El camino a la casa de la manada se sintió diferente esta mañana.

Los pájaros parecían más ruidosos, el viento más suave.

Salana estaba inusualmente callada en mi mente.

Estaba despierta, pero en lugar de hablar, estaba observando y esperando.

Y entonces crucé el umbral hacia la casa de la manada.

Fue cuando el olor me golpeó.

Oh Diosa.

Era…

embriagador.

Cálido y salvaje.

Como madera de cedro envuelta en almizcle y fuego.

Se aferraba al aire, envolvía mis pulmones y hacía que mis rodillas se sintieran débiles.

Pareja.

Mi loba se agitó violentamente en mi pecho.

Rugió la palabra con alegría.

¡Pareja.

Pareja.

Pareja!

Pero con esa alegría vino una ola de miedo tan aguda que me robó el aliento.

Porque reconocía ese olor.

Lo conozco muy bien.

Pertenecía nada menos que al Alpha Jorell, uno de los hijos del Alfa actual—uno de los hombres lobo más feroces, fríos y respetados en toda nuestra región.

Era conocido por su brutalidad en la batalla, su comportamiento estricto y el brillo frío en sus ojos que rara vez mostraba emoción.

Tenía dos hijos, Reuben y Jorell, y le entregaría el manto del liderazgo a uno de ellos en unos días.
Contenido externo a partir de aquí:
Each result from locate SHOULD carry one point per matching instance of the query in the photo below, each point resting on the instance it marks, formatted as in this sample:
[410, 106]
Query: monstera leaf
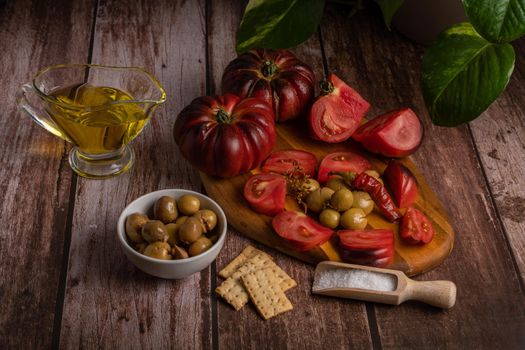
[463, 74]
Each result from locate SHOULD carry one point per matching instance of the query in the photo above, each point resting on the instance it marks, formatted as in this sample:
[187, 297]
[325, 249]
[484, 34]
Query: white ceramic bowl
[170, 269]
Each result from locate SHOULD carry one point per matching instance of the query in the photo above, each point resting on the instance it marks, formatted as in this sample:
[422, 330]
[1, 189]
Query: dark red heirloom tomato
[416, 228]
[367, 247]
[266, 193]
[402, 183]
[300, 231]
[288, 161]
[341, 162]
[394, 134]
[277, 77]
[337, 112]
[224, 135]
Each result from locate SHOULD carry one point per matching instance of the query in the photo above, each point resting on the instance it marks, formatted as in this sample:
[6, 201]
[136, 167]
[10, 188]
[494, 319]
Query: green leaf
[389, 8]
[498, 21]
[463, 74]
[278, 24]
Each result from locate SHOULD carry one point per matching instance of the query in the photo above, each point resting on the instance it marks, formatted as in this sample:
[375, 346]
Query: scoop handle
[438, 293]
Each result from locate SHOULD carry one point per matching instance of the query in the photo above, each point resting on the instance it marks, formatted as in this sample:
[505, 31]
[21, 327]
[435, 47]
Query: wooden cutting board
[411, 259]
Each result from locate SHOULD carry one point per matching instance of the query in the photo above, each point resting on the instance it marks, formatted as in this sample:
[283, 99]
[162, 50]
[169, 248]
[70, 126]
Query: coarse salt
[350, 278]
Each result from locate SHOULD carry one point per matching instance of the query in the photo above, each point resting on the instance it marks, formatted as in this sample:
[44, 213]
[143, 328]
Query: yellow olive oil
[95, 118]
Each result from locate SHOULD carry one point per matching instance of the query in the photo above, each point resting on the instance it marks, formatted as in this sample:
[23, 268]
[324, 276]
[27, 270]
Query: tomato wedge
[341, 161]
[402, 183]
[300, 231]
[394, 134]
[416, 228]
[337, 112]
[288, 161]
[367, 247]
[266, 193]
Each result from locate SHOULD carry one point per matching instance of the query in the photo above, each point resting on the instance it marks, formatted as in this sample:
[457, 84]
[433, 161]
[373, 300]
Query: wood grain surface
[35, 178]
[410, 259]
[65, 283]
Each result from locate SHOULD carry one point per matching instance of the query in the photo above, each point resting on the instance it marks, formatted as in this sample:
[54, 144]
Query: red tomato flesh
[341, 161]
[394, 134]
[300, 231]
[416, 228]
[402, 183]
[266, 193]
[289, 161]
[367, 247]
[335, 115]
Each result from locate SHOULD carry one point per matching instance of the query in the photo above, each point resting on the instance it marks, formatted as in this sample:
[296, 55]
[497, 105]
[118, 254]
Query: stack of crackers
[253, 275]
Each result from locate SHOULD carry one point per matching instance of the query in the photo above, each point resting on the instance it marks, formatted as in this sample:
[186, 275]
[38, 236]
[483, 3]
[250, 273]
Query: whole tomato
[275, 76]
[225, 135]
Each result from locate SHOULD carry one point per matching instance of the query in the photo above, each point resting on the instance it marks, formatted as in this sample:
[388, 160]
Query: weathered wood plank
[109, 303]
[315, 322]
[499, 135]
[490, 311]
[35, 178]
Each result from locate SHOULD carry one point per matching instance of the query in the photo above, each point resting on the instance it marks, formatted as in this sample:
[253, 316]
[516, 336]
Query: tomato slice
[394, 134]
[402, 183]
[337, 113]
[367, 247]
[341, 161]
[266, 193]
[416, 228]
[300, 231]
[288, 161]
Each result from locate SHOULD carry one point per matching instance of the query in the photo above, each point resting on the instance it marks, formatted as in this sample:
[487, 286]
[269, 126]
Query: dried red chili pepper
[382, 199]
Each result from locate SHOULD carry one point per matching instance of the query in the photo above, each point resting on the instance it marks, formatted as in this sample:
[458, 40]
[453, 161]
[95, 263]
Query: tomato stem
[223, 117]
[326, 87]
[268, 69]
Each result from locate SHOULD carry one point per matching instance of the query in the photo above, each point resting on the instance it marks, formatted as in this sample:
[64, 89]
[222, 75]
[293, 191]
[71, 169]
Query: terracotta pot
[422, 20]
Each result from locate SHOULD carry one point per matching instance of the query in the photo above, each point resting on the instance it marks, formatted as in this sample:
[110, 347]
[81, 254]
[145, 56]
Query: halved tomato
[402, 183]
[337, 112]
[416, 228]
[394, 134]
[266, 193]
[300, 231]
[291, 160]
[367, 247]
[341, 161]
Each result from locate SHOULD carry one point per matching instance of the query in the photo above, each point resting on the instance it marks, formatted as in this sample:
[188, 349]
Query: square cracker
[247, 253]
[232, 289]
[264, 291]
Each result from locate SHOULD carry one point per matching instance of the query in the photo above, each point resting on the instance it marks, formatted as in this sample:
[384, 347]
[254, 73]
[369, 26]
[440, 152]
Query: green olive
[310, 185]
[179, 252]
[329, 218]
[153, 231]
[335, 183]
[375, 175]
[364, 201]
[158, 250]
[208, 219]
[190, 230]
[173, 233]
[188, 204]
[342, 200]
[140, 247]
[200, 246]
[316, 200]
[354, 219]
[134, 224]
[165, 209]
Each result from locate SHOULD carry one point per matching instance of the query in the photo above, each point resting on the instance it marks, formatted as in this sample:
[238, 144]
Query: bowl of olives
[172, 233]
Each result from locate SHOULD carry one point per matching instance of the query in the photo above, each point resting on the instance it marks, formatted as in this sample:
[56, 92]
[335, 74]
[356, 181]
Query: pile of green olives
[178, 229]
[338, 206]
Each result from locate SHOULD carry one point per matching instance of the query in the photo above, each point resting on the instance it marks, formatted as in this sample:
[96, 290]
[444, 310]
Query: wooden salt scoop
[438, 293]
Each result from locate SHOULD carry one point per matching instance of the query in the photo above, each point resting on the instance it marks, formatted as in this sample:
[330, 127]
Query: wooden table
[64, 282]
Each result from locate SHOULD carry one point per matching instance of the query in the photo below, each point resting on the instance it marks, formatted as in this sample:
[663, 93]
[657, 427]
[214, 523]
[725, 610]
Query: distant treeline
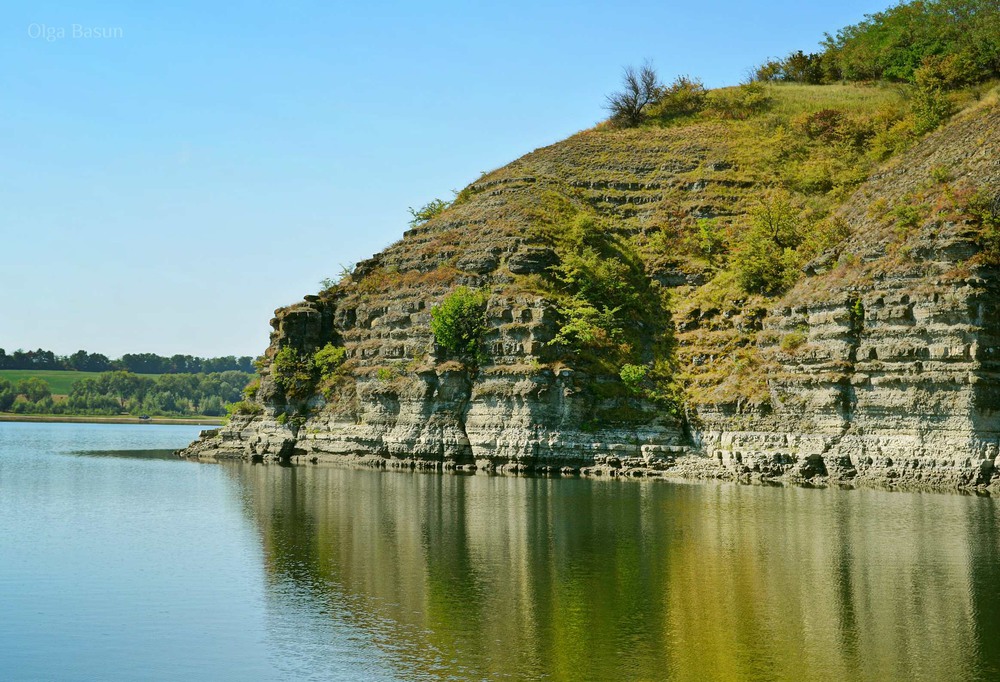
[119, 392]
[139, 363]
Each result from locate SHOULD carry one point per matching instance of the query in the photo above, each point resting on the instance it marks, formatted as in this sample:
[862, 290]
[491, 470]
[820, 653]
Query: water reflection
[476, 576]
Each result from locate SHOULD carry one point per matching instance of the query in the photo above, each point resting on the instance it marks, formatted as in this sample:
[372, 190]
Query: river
[121, 562]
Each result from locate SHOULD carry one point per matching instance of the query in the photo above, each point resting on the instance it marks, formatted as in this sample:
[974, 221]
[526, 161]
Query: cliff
[623, 331]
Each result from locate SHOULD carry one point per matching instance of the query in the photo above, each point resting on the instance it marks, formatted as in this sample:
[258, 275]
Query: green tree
[640, 88]
[459, 321]
[34, 389]
[765, 259]
[8, 394]
[429, 210]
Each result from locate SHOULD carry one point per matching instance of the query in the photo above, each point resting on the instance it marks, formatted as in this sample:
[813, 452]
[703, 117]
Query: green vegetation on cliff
[643, 256]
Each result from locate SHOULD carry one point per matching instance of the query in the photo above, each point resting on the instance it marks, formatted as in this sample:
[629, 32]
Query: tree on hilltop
[640, 88]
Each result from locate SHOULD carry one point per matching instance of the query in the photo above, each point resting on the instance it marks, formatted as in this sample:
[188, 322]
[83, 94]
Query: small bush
[429, 210]
[633, 377]
[294, 373]
[250, 390]
[640, 88]
[793, 340]
[684, 97]
[738, 103]
[765, 260]
[328, 359]
[459, 321]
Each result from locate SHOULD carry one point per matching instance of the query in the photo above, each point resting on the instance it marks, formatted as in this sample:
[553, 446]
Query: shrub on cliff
[419, 216]
[459, 321]
[328, 359]
[765, 259]
[640, 89]
[293, 372]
Uno de los criterios para merecer el trono era tener una loba fuerte como pareja.

Ya sea una hembra alfa o una fuerte hembra beta.

Pero yo soy una Omega.

Hasta ahora, Jorell había estado alardeando de Lisa, una fuerte hembra alfa como su Luna, y yo, al igual que todos, creía que ella era su pareja.

¿Quién sabía que este giro repentino ocurriría de la nada?

Mi estómago se revolvió.

No.

No, esto no podía estar pasando.

No podía ser él.

No merecía a alguien como Jorell.

¿Una Omega?

¿Una limpiadora?

Había fregado los suelos de esta casa mientras él caminaba sobre ellos.
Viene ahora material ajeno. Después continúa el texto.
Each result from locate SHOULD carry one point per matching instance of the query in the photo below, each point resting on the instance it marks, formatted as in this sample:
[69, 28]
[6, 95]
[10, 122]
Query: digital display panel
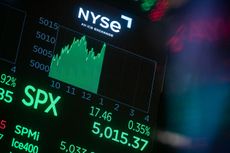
[77, 77]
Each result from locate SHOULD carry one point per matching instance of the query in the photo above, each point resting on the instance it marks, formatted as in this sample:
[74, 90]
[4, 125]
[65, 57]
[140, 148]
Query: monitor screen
[77, 76]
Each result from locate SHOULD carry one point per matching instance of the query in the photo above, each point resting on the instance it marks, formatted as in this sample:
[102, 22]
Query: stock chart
[76, 78]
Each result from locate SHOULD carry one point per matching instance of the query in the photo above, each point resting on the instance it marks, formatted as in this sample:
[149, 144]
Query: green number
[138, 127]
[145, 144]
[124, 139]
[130, 125]
[136, 144]
[96, 129]
[94, 111]
[8, 96]
[63, 147]
[2, 93]
[78, 149]
[107, 116]
[116, 136]
[3, 78]
[13, 69]
[142, 131]
[108, 132]
[104, 115]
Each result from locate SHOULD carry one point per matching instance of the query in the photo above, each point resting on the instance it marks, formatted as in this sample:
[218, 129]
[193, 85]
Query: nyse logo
[104, 22]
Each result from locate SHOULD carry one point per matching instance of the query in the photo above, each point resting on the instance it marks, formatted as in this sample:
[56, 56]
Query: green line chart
[78, 66]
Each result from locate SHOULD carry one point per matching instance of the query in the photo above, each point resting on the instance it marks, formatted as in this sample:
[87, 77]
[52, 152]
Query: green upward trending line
[78, 66]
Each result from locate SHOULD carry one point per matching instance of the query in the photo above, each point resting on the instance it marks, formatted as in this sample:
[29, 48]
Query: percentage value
[8, 80]
[139, 128]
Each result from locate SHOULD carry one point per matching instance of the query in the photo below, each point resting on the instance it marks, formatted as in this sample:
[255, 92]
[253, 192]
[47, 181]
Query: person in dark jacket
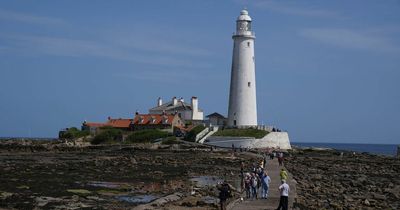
[224, 194]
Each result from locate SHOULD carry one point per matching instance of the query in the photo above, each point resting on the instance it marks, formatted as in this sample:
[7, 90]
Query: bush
[170, 140]
[73, 133]
[110, 135]
[191, 135]
[248, 132]
[145, 136]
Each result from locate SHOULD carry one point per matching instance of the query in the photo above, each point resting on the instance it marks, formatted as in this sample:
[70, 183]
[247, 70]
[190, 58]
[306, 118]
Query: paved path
[272, 202]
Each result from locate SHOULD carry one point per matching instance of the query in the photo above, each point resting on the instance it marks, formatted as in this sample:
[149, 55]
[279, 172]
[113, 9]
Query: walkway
[272, 202]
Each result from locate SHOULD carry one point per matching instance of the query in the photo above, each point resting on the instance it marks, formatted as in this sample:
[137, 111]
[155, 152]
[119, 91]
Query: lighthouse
[242, 110]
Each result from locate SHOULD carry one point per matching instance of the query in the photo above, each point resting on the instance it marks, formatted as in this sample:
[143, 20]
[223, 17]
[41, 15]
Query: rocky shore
[56, 175]
[326, 179]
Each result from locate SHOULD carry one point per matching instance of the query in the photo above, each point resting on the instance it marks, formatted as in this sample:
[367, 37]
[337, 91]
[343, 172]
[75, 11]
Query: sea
[378, 149]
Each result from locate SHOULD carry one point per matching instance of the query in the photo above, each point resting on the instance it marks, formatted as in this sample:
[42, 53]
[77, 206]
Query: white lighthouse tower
[242, 109]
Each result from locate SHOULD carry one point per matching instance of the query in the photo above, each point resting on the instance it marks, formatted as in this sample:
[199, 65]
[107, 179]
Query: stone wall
[273, 139]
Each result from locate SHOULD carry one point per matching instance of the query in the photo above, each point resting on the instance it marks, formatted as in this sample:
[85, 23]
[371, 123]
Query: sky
[326, 71]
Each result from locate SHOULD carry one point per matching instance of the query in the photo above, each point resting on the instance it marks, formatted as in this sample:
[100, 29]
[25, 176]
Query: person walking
[265, 180]
[284, 192]
[247, 185]
[283, 174]
[224, 194]
[254, 183]
[280, 158]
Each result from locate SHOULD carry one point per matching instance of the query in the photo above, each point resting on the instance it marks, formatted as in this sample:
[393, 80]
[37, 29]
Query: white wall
[273, 139]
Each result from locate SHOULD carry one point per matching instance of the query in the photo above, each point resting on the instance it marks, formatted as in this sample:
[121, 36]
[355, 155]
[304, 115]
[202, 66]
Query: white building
[187, 112]
[242, 109]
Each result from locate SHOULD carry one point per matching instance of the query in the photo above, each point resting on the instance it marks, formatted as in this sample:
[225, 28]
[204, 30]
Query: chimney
[195, 104]
[159, 101]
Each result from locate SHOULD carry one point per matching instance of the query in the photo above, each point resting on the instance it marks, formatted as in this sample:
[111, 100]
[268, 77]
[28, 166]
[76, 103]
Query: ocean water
[379, 149]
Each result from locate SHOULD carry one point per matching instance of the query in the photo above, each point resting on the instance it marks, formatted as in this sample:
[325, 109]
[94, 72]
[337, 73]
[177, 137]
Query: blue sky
[327, 71]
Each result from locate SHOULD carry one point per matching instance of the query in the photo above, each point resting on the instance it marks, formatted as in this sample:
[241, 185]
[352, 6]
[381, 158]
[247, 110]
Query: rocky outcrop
[329, 180]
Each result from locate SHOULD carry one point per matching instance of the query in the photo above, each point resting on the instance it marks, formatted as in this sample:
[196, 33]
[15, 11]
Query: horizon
[324, 70]
[311, 142]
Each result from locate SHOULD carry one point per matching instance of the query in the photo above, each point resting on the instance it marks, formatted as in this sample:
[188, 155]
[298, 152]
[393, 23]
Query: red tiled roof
[91, 124]
[115, 123]
[119, 123]
[153, 119]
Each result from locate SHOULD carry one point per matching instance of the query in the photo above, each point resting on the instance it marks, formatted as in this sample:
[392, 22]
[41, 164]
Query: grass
[146, 136]
[248, 132]
[170, 140]
[79, 191]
Ni siquiera estábamos en el mismo universo.

Pero el destino…

al destino no le importaba.

Su olor se hizo más fuerte mientras caminaba más profundamente en el edificio, mi corazón latiendo dolorosamente en mi pecho.

Salana vibraba dentro de mí.

—Es él —dijo, su voz apenas un susurro—.

Tracy, es él.

Doblé una esquina, y allí estaba.

Alto, de hombros anchos, vestido de negro.
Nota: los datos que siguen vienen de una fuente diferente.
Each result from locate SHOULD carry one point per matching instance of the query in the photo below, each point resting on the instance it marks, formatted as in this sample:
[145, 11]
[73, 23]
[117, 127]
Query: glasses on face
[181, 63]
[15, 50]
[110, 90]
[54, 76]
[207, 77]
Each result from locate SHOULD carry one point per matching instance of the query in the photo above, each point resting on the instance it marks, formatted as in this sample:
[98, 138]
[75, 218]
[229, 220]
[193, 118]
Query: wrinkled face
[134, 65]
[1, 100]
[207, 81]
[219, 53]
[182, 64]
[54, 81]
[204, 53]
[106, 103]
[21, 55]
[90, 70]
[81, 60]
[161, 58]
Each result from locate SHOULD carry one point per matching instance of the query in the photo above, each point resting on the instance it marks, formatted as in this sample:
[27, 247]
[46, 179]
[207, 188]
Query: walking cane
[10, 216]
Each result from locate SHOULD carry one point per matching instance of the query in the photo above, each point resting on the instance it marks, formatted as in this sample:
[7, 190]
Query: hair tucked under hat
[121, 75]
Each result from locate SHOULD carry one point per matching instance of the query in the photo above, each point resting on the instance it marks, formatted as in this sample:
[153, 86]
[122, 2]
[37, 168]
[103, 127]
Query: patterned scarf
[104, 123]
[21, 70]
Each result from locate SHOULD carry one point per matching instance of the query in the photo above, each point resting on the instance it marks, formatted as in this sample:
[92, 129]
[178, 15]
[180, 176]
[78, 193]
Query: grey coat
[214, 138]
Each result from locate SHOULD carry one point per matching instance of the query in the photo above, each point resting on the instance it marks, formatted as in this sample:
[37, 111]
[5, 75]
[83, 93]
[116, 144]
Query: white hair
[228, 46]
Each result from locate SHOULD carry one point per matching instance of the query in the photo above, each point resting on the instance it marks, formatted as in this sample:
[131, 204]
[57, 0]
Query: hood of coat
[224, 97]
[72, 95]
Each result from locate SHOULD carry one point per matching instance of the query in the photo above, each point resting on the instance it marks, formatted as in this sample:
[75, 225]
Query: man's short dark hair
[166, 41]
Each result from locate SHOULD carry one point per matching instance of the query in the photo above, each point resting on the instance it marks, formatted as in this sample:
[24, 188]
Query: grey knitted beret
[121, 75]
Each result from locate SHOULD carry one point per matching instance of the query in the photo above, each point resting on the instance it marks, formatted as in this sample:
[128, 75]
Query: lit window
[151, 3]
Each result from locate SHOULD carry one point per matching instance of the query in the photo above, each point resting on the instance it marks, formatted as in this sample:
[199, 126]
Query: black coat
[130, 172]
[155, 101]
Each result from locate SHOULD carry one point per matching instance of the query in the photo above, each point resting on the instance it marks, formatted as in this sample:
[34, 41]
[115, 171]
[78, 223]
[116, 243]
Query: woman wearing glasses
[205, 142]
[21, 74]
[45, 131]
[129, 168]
Su espeso cabello castaño estaba atado suavemente detrás de su cuello, y su mandíbula estaba tensa mientras hablaba con uno de los guerreros senior.

Y en ese momento, se veía perfecto a mis ojos.

Dejó de hablar en el momento en que me vio y su cuerpo se puso rígido.

Todo el pasillo pareció quedarse quieto.

El guerrero a su lado titubeó a mitad de la frase y se volvió para mirarme también, pero apenas lo noté.

Todo lo que podía ver eran los ojos de Jorell mientras se ensanchaban ligeramente.

Él también había captado mi olor.

Tragué saliva con dificultad, incapaz de moverme, incapaz de respirar.

Su mirada penetraba en la mía como si estuviera tratando de entender cómo esto podía ser real.

Como si tampoco pudiera creerlo.

Y entonces…

algo cambió en sus ojos.

Ese par que justo ahora estaban llenos de sorpresa, se volvieron enojados.

Se dio la vuelta abruptamente, hablando en voz baja y cortante al guerrero de nuevo antes de alejarse furiosamente por el pasillo en la dirección opuesta, sus botas resonando contra el suelo como disparos.

Me quedé allí, clavada en el lugar, mi cuerpo entumecido y mi corazón gritando.

Se alejó.

Mi pareja me vio…

y se alejó.

Salana gimió en mi cabeza, y sentí su dolor haciendo eco a través del mío.

«¿Por qué…?», susurró.

Las lágrimas picaron mis ojos, pero las contuve.

Forcé a mis piernas a moverse.

Tenía un trabajo que hacer.

Solo era la limpiadora, ¿recuerdas?

Pasé junto a algunos miembros de la manada en el camino a la cocina, pero no escuché una palabra de lo que dijeron.

Mi mente todavía estaba dando vueltas.

Mi pareja era Jorell.

Alpha Jorell.

Y me había rechazado sin decir una sola palabra.

Me había visto.

Me había reconocido.

Y luego se había alejado como si yo no fuera nada.